I had a layover day to recuperate in Green Bay thinking it would be wise. And it would have been wise, if it was a wise man recuperating. Alas, twas I, a nincompoop. I figured I deserved a nice meal on a night when I could sleep in the next morning. So I had two locally-brewed, craft raspberry ales to wash down pesto gnocchi in a thick fettuccine cream sauce. I spent most of the night and part of the morning digesting it. For all I know, I’m still digesting it.
When it came time to ride this morning I got off to a breathtakingly late start. I don’t know how I frittered away so much time except that I do remember having to download a route plan to the bike computer in the motel lobby after I had checked out. I had gone over all of that the night before. How could I miss the essential fact that the one route I needed was not on my Garmin bike computer? We may never know.
In hindsight, it looks like it was a mistake to stay off my bike all day. Tour de France riders, no matter how many 100s of kilometers they rode the day before, always ride a little bit on their days off.
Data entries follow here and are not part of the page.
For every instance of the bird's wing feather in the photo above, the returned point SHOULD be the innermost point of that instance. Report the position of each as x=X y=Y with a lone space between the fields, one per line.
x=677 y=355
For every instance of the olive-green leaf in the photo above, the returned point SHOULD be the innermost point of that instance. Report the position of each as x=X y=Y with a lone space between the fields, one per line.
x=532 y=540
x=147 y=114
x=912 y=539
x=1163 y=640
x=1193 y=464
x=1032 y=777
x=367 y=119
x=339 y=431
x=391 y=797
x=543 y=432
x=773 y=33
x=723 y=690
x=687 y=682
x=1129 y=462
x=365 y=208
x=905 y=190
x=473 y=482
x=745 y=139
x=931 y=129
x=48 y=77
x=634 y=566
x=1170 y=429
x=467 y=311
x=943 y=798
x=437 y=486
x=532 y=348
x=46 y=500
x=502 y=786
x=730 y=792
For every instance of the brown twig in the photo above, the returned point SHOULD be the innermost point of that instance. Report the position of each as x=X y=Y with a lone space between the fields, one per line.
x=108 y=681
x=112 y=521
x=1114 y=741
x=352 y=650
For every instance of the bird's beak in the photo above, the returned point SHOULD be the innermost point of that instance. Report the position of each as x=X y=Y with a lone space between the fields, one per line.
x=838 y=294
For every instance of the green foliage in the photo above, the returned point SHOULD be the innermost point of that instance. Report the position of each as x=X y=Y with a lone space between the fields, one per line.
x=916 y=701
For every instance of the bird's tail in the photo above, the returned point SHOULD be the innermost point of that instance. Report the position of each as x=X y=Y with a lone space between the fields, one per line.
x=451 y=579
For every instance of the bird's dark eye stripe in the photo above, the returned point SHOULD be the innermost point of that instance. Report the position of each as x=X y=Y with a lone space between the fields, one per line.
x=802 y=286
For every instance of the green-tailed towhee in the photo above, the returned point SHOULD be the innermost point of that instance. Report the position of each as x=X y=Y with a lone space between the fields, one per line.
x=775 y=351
So, by the time I was locked and loaded and turning pedals by 9:45 AM, they had a leaden indifference to motion. They were a perfect model of America, the left leg blaming the right leg for all that was wrong about this trip and the right leg accusing the left leg for coming up with the idea of the trip, which it now deemed a conspiracy. Both legs were equally and stridently convinced that the other leg had “weaponized” the bike trip for some sick and twisted goal that would, upon success, finally—at long last—trigger Armageddon. They… just… didn’t… want… to… go… forward.
Not uncommonly on a trip of this sort the arresting power of nature to delight would squelch all quarreling body parts. It’s often that you’re in an urban setting and unexpectedly you turn your wheel and ride into a field of splendor. In this case, under a braid of swooping elevated roads were cattail marshes.
By now, storm clouds loomed and I amused myself by imagining that I could ride free of them some how. There was always at least a quadrant in the sky that beamed brightly with light and undarkened clouds; as my bike and trailer followed the twists and bent around curves, it seemed “yeah, why not, I could get lucky?”.
The Quixotic notion of “beating the rain” got my legs moving. Then I came upon a bakery. Not just any bakery but a Kringle bakery, a delight I had only occasionally had skirmished with in Kenosha, WI, on my many, many visits to the velodrome there on Wednesday race nights. Now and then the race director would bring kringles out of a shopping bag to share on the infield with the racers. Store bought kringles didn’t seem like they would match up with what I might find in this little shop.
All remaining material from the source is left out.